Размер шрифта
-
+

Евразия и всемирность - стр. 23

Философема (на)следования предопределила, помимо прочего, понимание техники на Востоке. При отсутствии оппозиции субъекта и объекта, сознания и материи человеческая деятельность может осознаваться только как беспредметная, спонтанная и протекающая под знаком «оставленности» и даже «забытья», в котором человеческое сходится с небесным. Здесь нет проповеди человеческой пассивности и квиетизма. К примеру, традиционная ирригация основана на том, что человек следует естественным свойствам воды, и в этом смысле осуществляет «небесное начало» в человеческой жизни. Но и современные информационные технологии используют естественные свойства материи, пусть даже на уровне микромира. Отличие от западного понимания техники здесь в том, что на Востоке техническая деятельность воспринимается под знаком «забытья» как условия сохранения бытийной цельности, что вполне согласуется с реальным положением вещей: современная техника функционирует почти без вмешательства человека и даже без понимания человеком природы ее процессов, оставаясь хотя бы по своему происхождению продолжением человеческого тела.

В психологическом отношении «жизнь в пустоте пустыни» предстает как первичный фантазм, т. е. нечто пребывающее вне присутствия и отсутствия или, точнее, данное в самом факте своего отсутствия, длящееся в сокрытости и, следовательно, единственно непреходящее и неизбывное в бездне мировых метаморфоз. Все явления и в равной мере художественные образы в восточном понимании есть не что иное, как «превращения иллюзии» или, если угодно, превращенная иллюзия. Только в свете идеи реальности как фантазма открывается подлинный смысл изречения Гёте: «Все есть только подобие» – и становится возможным задание метанойи: освобождение от плена иллюзии.

Эта феноменология подобия имеет особенную актуальность в современном мире. Информационные технологии дают возможность «изобретать историю» и превращают образы в симулякры, вообще стирают различие между видимостью и действительностью. В таком случае современность ставит перед человеком задание перейти от фантомов мифологизированной («изобретенной») истории к правдивой «истории фантомов», вместо изучения всевозможных «кодов культуры» исследовать само желание кодирования реальности. Выполнить это задание – значит открыть в субъективно-случайных образах мира общий для всех порядок родной инаковости, взрастить в человеке его человечество.

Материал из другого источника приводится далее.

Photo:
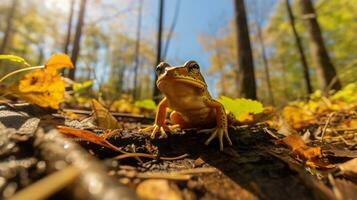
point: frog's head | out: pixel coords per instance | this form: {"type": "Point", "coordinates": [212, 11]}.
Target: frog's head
{"type": "Point", "coordinates": [188, 74]}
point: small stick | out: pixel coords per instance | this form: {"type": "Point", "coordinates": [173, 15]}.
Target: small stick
{"type": "Point", "coordinates": [49, 185]}
{"type": "Point", "coordinates": [169, 176]}
{"type": "Point", "coordinates": [145, 155]}
{"type": "Point", "coordinates": [325, 127]}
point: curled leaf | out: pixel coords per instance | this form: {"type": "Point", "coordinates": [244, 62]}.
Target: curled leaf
{"type": "Point", "coordinates": [58, 61]}
{"type": "Point", "coordinates": [13, 58]}
{"type": "Point", "coordinates": [42, 87]}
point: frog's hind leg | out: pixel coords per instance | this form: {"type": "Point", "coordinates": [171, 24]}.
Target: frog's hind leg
{"type": "Point", "coordinates": [178, 120]}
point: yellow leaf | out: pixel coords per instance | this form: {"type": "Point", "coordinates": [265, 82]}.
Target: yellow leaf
{"type": "Point", "coordinates": [103, 117]}
{"type": "Point", "coordinates": [58, 61]}
{"type": "Point", "coordinates": [42, 87]}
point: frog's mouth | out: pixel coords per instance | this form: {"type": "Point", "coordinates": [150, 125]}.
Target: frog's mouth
{"type": "Point", "coordinates": [182, 79]}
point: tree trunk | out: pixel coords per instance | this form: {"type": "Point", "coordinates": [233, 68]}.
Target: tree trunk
{"type": "Point", "coordinates": [69, 28]}
{"type": "Point", "coordinates": [77, 38]}
{"type": "Point", "coordinates": [266, 65]}
{"type": "Point", "coordinates": [326, 72]}
{"type": "Point", "coordinates": [300, 49]}
{"type": "Point", "coordinates": [137, 51]}
{"type": "Point", "coordinates": [244, 54]}
{"type": "Point", "coordinates": [158, 54]}
{"type": "Point", "coordinates": [9, 24]}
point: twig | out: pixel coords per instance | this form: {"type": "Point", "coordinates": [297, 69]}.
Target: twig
{"type": "Point", "coordinates": [204, 170]}
{"type": "Point", "coordinates": [145, 155]}
{"type": "Point", "coordinates": [47, 186]}
{"type": "Point", "coordinates": [115, 114]}
{"type": "Point", "coordinates": [325, 127]}
{"type": "Point", "coordinates": [160, 175]}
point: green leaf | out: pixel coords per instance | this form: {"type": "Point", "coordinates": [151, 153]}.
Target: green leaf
{"type": "Point", "coordinates": [146, 104]}
{"type": "Point", "coordinates": [81, 86]}
{"type": "Point", "coordinates": [241, 106]}
{"type": "Point", "coordinates": [14, 59]}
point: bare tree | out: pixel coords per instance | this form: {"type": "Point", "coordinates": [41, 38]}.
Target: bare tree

Исторически экспрессия и гротеск, эти знаки повышенной рефлексивности и обостренной чувствительности, были в восточном искусстве средством борьбы против постепенного сращивания симулякра с его реальным прототипом. Мы открываем здесь еще одну причину для отмеченного выше постепенного усиления фантасмагорического колорита восточной повествовательной прозы: игра в культурах Востока все больше сращивалась с бытием. Классические же для восточной литературы жанры афоризма и анекдота, которые выражают внутренний предел, самоупразднение словесности, указывают на сущность абсолютного события как самосокрытия. В совокупности два этих измерения евразийской литературной традиции разрешают центральную – и логически необъяснимую – коллизию исключительности духовного прозрения и его растворения в обыденности существования. «Обыкновенное сознание – вот высшая истина», – гласит буддийская максима. Просветленность духа может быть «всеобщей», потому что она доступна каждому, кто возвращает себе первозданную чистоту сердца и просто дает жизни быть. Она недостижима лишь для ума расчетливого, себялюбивого и потому обособляющегося от мира. Поэтому обыкновенное сознание – обыденнее человеческих обычаев и самого быта. Оно присутствует прежде всего присутствующего.